Lancement d'un programme de dépistage précoce du cancer du poumon
Vingt mille personnes vont bénéficier de scanners thoraciques, d'un suivi et, si nécessaire, d'une prise en charge médicale dans le cadre d'un programme pilote de dépistage précoce du cancer du poumon lancé ce lundi 18 mai, a annoncé le ministère de la Santé. Ce cancer, causé dans environ huit cas sur dix par le tabac, reste la tumeur maligne la plus fatale en France, avec 30 900 décès pour 53 000 cas chaque année. Il se stabilise chez les hommes mais progresse fortement chez les femmes, entrées plus tardivement dans le tabagisme. Un dépistage précoce du cancer du poumon, au stade où la chirurgie curative ou un traitement sont efficaces, pourrait éviter quelque 13 000 décès en cinq ans, selon une étude publiée dans la revue de recherche médicale The Lancet.
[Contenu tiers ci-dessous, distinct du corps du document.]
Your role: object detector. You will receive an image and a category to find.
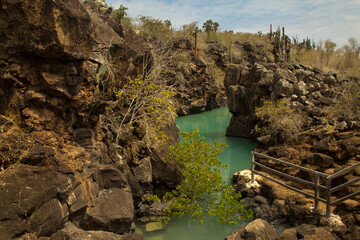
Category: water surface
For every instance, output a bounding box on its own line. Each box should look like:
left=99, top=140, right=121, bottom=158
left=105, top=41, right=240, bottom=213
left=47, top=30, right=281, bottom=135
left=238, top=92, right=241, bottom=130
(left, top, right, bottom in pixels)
left=137, top=108, right=255, bottom=240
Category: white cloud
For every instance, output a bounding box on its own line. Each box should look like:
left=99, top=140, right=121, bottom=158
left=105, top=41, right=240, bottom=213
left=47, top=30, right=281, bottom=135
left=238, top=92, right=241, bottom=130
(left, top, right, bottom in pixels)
left=107, top=0, right=360, bottom=46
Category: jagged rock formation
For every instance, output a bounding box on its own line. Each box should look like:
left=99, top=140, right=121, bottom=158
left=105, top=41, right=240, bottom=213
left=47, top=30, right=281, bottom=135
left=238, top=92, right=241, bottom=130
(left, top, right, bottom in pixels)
left=163, top=39, right=226, bottom=116
left=0, top=0, right=181, bottom=239
left=225, top=42, right=360, bottom=239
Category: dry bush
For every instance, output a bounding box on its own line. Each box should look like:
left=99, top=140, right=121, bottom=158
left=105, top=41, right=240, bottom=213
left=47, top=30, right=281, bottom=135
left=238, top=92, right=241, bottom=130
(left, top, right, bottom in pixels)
left=208, top=64, right=225, bottom=89
left=173, top=52, right=195, bottom=75
left=0, top=125, right=33, bottom=170
left=324, top=81, right=360, bottom=122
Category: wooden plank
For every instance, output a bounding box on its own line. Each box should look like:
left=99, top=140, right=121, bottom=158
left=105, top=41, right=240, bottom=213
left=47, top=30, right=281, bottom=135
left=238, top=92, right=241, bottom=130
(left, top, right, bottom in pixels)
left=330, top=191, right=360, bottom=206
left=254, top=152, right=329, bottom=178
left=314, top=174, right=319, bottom=209
left=331, top=177, right=360, bottom=193
left=331, top=163, right=360, bottom=178
left=254, top=170, right=314, bottom=198
left=255, top=162, right=315, bottom=187
left=251, top=151, right=255, bottom=183
left=326, top=177, right=331, bottom=218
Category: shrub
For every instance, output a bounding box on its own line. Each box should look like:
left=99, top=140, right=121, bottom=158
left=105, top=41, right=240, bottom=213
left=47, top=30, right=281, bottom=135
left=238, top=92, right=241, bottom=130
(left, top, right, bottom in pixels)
left=158, top=130, right=252, bottom=224
left=325, top=81, right=360, bottom=121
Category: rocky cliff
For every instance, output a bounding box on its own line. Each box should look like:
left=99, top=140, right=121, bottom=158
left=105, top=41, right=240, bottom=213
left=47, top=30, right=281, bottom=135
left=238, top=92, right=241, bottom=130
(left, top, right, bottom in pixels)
left=225, top=41, right=360, bottom=239
left=0, top=0, right=181, bottom=239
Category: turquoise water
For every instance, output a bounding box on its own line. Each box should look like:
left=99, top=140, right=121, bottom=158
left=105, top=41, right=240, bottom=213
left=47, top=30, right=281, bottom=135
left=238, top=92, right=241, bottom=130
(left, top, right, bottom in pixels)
left=138, top=108, right=255, bottom=240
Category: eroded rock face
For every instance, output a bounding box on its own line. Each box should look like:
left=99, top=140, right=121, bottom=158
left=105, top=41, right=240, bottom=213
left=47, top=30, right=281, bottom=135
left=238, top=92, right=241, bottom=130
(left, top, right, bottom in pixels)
left=0, top=0, right=181, bottom=239
left=80, top=188, right=134, bottom=234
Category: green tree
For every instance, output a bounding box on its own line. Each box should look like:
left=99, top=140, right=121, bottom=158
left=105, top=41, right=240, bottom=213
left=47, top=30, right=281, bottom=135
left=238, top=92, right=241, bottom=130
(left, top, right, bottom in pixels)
left=203, top=19, right=219, bottom=37
left=163, top=130, right=252, bottom=224
left=111, top=5, right=128, bottom=24
left=164, top=20, right=172, bottom=30
left=324, top=39, right=336, bottom=66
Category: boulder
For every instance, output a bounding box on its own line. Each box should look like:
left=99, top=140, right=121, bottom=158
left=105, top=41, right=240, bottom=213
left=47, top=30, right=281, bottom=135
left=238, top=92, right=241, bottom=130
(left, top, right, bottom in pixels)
left=29, top=198, right=69, bottom=236
left=133, top=158, right=152, bottom=184
left=303, top=228, right=336, bottom=240
left=224, top=64, right=240, bottom=87
left=100, top=165, right=128, bottom=189
left=0, top=164, right=73, bottom=239
left=50, top=222, right=144, bottom=240
left=272, top=79, right=294, bottom=99
left=80, top=188, right=134, bottom=234
left=225, top=218, right=277, bottom=240
left=278, top=228, right=298, bottom=240
left=0, top=0, right=122, bottom=60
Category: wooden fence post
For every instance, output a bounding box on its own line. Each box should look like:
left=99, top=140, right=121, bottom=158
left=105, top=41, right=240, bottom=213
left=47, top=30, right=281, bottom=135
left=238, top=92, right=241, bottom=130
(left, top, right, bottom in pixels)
left=314, top=173, right=319, bottom=209
left=326, top=176, right=331, bottom=218
left=251, top=151, right=255, bottom=183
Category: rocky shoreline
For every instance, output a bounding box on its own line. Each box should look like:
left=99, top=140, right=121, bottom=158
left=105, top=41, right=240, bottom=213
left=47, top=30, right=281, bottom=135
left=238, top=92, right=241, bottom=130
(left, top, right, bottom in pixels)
left=225, top=41, right=360, bottom=239
left=0, top=0, right=360, bottom=240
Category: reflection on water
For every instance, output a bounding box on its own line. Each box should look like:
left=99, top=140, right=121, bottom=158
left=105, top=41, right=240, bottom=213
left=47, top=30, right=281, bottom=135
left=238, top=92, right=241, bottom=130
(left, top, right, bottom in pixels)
left=137, top=108, right=255, bottom=240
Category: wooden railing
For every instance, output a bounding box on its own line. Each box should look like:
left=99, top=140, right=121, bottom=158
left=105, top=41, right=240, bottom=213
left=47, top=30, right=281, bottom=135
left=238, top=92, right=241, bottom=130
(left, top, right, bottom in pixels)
left=251, top=152, right=360, bottom=218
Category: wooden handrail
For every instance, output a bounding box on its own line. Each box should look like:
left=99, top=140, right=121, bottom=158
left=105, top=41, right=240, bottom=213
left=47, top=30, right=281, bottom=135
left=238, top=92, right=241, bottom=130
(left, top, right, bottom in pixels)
left=251, top=152, right=360, bottom=218
left=252, top=152, right=329, bottom=178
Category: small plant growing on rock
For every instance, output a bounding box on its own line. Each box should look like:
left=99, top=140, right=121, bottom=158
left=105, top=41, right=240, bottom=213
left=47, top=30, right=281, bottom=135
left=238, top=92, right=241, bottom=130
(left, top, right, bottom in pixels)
left=158, top=130, right=252, bottom=224
left=325, top=81, right=360, bottom=121
left=116, top=75, right=175, bottom=144
left=254, top=99, right=304, bottom=142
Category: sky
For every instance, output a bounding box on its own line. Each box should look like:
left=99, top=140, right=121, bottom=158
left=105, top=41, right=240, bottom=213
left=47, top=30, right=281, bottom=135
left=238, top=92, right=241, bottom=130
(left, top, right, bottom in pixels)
left=106, top=0, right=360, bottom=47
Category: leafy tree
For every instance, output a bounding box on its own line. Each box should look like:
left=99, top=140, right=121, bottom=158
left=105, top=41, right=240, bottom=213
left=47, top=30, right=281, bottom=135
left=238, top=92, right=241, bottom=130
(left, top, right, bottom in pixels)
left=254, top=99, right=304, bottom=141
left=164, top=20, right=172, bottom=30
left=111, top=5, right=128, bottom=24
left=324, top=39, right=336, bottom=66
left=203, top=19, right=219, bottom=37
left=159, top=130, right=252, bottom=224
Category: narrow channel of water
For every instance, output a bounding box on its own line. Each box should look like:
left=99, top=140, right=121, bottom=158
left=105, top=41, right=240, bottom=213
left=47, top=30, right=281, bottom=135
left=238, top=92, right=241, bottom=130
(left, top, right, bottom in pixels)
left=137, top=108, right=255, bottom=240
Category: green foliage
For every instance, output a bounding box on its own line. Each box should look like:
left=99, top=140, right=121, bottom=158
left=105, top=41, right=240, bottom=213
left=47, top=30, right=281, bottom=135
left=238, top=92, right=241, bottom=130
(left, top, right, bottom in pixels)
left=139, top=16, right=172, bottom=41
left=116, top=75, right=175, bottom=146
left=254, top=99, right=304, bottom=141
left=163, top=130, right=252, bottom=224
left=208, top=64, right=225, bottom=88
left=111, top=5, right=128, bottom=23
left=292, top=37, right=360, bottom=77
left=325, top=81, right=360, bottom=121
left=203, top=19, right=219, bottom=36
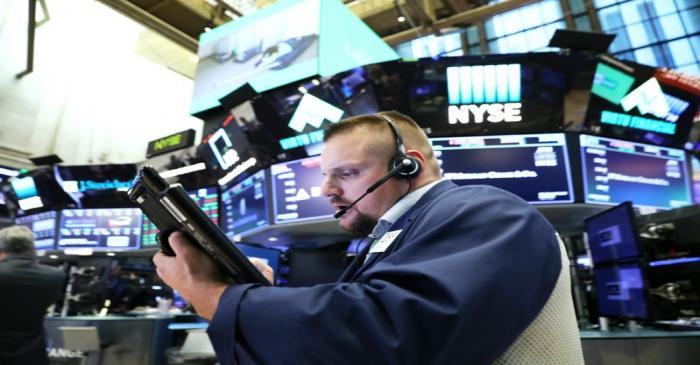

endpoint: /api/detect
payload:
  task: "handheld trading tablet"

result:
[128,166,270,285]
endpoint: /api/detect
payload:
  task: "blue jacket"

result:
[208,181,561,365]
[0,255,66,365]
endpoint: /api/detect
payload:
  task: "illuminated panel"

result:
[221,170,269,240]
[446,64,521,105]
[15,211,56,250]
[580,135,691,209]
[431,133,574,204]
[270,157,335,223]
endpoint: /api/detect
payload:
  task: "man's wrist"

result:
[190,282,228,320]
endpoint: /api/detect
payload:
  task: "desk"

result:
[44,315,197,365]
[581,329,700,365]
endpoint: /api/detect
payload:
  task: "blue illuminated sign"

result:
[10,176,39,199]
[280,131,324,151]
[78,180,131,191]
[447,64,521,105]
[600,110,676,135]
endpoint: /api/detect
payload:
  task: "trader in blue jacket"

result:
[154,112,562,365]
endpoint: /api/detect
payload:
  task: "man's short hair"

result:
[323,111,423,142]
[323,111,440,176]
[0,226,34,254]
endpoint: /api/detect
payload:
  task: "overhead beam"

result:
[442,0,469,13]
[99,0,197,53]
[382,0,537,45]
[406,0,435,25]
[15,0,36,79]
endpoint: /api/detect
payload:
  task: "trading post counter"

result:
[44,315,201,365]
[581,328,700,365]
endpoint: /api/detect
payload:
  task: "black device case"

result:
[128,166,270,285]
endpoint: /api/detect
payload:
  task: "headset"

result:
[334,114,421,219]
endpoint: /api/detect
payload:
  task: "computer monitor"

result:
[221,170,270,240]
[57,208,142,251]
[431,133,574,204]
[270,156,335,223]
[580,134,692,209]
[583,202,640,264]
[593,263,649,319]
[15,211,57,251]
[236,243,282,278]
[141,186,219,248]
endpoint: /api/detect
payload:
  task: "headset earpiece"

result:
[377,114,421,179]
[389,155,421,179]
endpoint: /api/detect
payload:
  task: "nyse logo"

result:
[447,64,522,124]
[447,103,523,124]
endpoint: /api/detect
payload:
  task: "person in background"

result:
[0,226,66,365]
[153,112,583,365]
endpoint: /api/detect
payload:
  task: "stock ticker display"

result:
[15,211,57,250]
[141,186,219,247]
[221,170,269,240]
[270,157,335,223]
[431,133,574,204]
[580,135,691,209]
[58,208,142,251]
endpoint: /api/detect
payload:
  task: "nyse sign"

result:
[447,103,523,124]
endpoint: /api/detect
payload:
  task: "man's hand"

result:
[153,232,227,319]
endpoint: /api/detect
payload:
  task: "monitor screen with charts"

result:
[431,133,574,204]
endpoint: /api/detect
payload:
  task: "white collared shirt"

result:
[365,178,445,261]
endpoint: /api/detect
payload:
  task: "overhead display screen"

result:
[191,0,320,113]
[15,211,56,250]
[584,60,700,147]
[580,135,691,209]
[57,208,141,251]
[270,157,335,223]
[431,133,574,204]
[141,186,219,247]
[221,170,269,240]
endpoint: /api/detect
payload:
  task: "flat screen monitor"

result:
[691,156,700,204]
[236,243,282,278]
[190,1,320,114]
[141,186,219,248]
[5,167,76,215]
[53,164,136,208]
[270,157,335,223]
[584,60,700,147]
[57,208,142,251]
[583,202,640,264]
[593,263,649,319]
[221,170,270,240]
[15,211,57,251]
[431,133,574,204]
[580,135,692,209]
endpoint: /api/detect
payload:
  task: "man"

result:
[154,112,582,364]
[0,226,65,365]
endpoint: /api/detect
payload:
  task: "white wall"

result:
[0,0,202,166]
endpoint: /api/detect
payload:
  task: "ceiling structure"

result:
[100,0,536,53]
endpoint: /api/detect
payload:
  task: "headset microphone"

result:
[333,159,411,219]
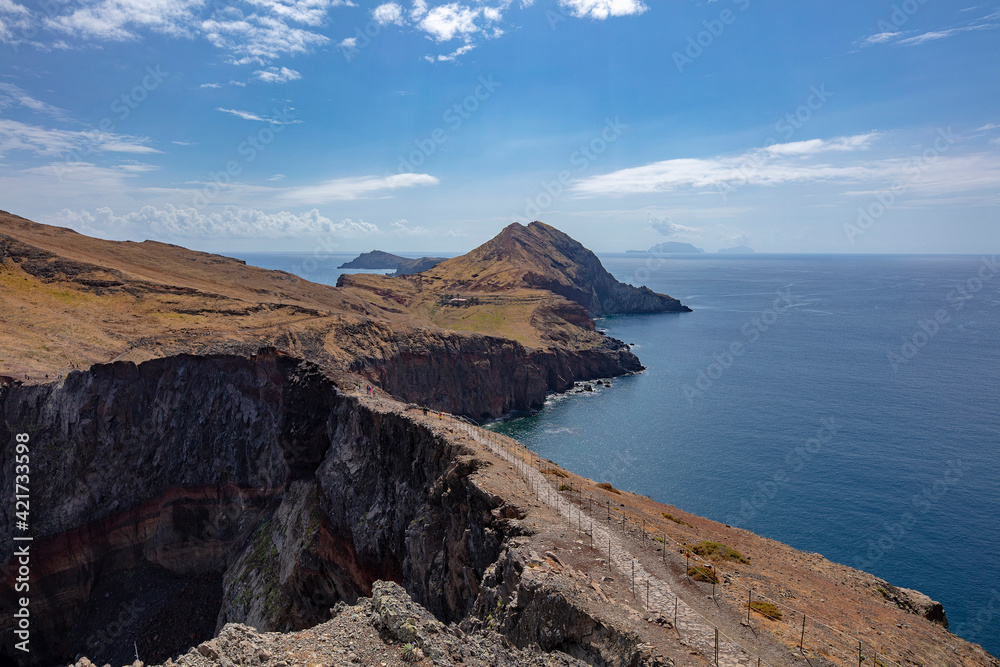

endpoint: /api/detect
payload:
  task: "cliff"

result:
[0,213,656,418]
[425,222,690,316]
[337,250,444,276]
[0,350,1000,667]
[337,250,408,270]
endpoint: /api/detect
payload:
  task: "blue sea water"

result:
[245,249,1000,655]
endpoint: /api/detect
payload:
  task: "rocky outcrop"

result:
[430,221,691,316]
[339,323,643,419]
[877,579,948,628]
[392,257,445,276]
[73,581,586,667]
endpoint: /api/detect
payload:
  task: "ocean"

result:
[241,254,1000,655]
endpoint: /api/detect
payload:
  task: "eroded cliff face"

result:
[0,352,511,664]
[330,322,643,419]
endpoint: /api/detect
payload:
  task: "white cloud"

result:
[200,14,330,65]
[647,214,701,236]
[418,2,482,42]
[215,107,302,125]
[764,132,881,155]
[0,83,67,120]
[372,2,403,25]
[0,118,160,157]
[44,0,204,41]
[861,32,903,46]
[861,7,1000,47]
[572,135,1000,205]
[282,174,440,205]
[55,204,379,239]
[253,67,302,83]
[38,0,354,65]
[426,44,476,62]
[410,0,427,21]
[0,0,31,44]
[559,0,649,20]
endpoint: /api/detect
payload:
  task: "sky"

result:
[0,0,1000,253]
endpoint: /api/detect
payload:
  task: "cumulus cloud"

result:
[372,2,403,25]
[418,2,482,42]
[253,67,302,83]
[0,118,160,160]
[55,204,379,239]
[559,0,649,20]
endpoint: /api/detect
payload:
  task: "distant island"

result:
[627,241,705,254]
[337,250,445,276]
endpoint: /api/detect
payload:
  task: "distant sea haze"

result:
[490,255,1000,655]
[242,253,1000,655]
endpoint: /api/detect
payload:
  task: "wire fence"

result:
[418,413,916,667]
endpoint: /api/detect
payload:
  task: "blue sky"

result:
[0,0,1000,253]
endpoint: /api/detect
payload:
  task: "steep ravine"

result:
[0,352,517,664]
[328,322,643,419]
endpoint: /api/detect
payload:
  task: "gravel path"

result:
[462,424,795,667]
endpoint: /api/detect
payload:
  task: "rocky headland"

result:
[0,214,1000,667]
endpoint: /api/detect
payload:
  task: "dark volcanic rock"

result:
[0,353,507,664]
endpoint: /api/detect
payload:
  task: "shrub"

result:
[688,565,719,584]
[661,512,694,528]
[691,540,748,563]
[399,644,423,662]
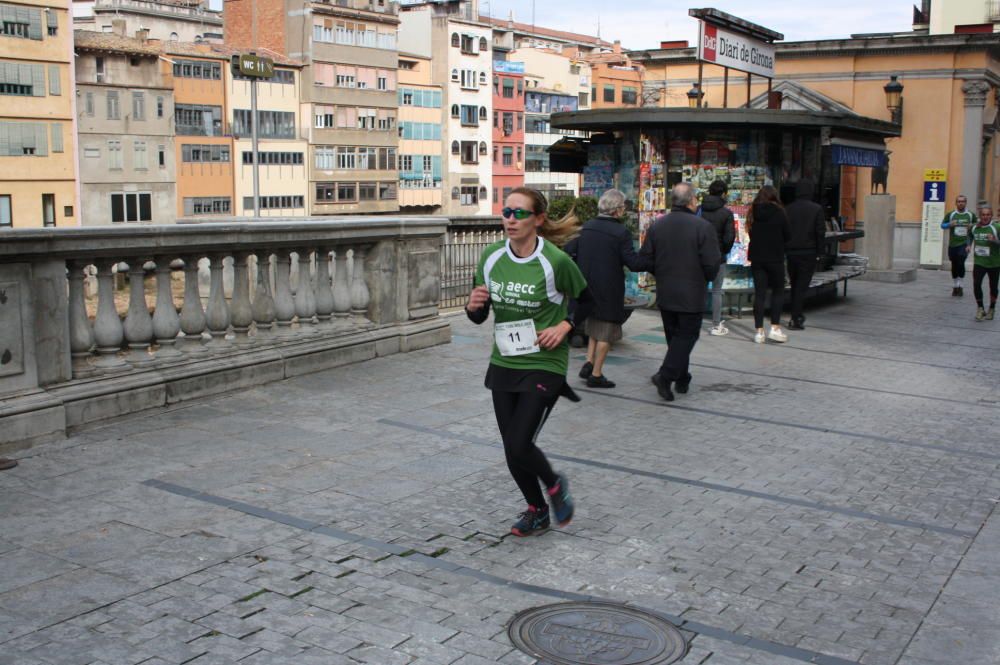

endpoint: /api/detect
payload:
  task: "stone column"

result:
[94,259,126,370]
[949,80,990,210]
[124,256,154,367]
[153,256,181,360]
[69,262,95,377]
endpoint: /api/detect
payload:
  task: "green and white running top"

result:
[969,222,1000,268]
[941,210,976,247]
[473,238,587,376]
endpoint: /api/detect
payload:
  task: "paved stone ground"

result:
[0,272,1000,665]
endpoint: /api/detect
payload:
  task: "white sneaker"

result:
[767,328,788,342]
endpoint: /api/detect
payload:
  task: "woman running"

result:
[465,187,588,536]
Qui est concerné par ce dépistage ?
Vingt mille personnes vont pouvoir se faire dépister gratuitement : il s'agit des fumeurs ou ex-fumeurs ayant arrêté de fumer il y a moins de 15 ans et âgés de 50 à 74 ans. Les professionnels de santé de ces régions (généralistes, tabacologues, infirmières…) sont appelés à identifier, parmi leurs patients, ces profils spécifiques pour les orienter vers un médecin investigateur, habilité à vérifier l'éligibilité des personnes et à les inscrire au programme, a précisé le ministère. Mais tout patient volontaire peut contacter directement le centre d'appel national au 34 33 ou se connecter sur le site du programme depistage-cancer-poumon.fr. Il répondra alors à un questionnaire, préalable à une consultation.
Dans quelle région est-il possible de se faire dépister ?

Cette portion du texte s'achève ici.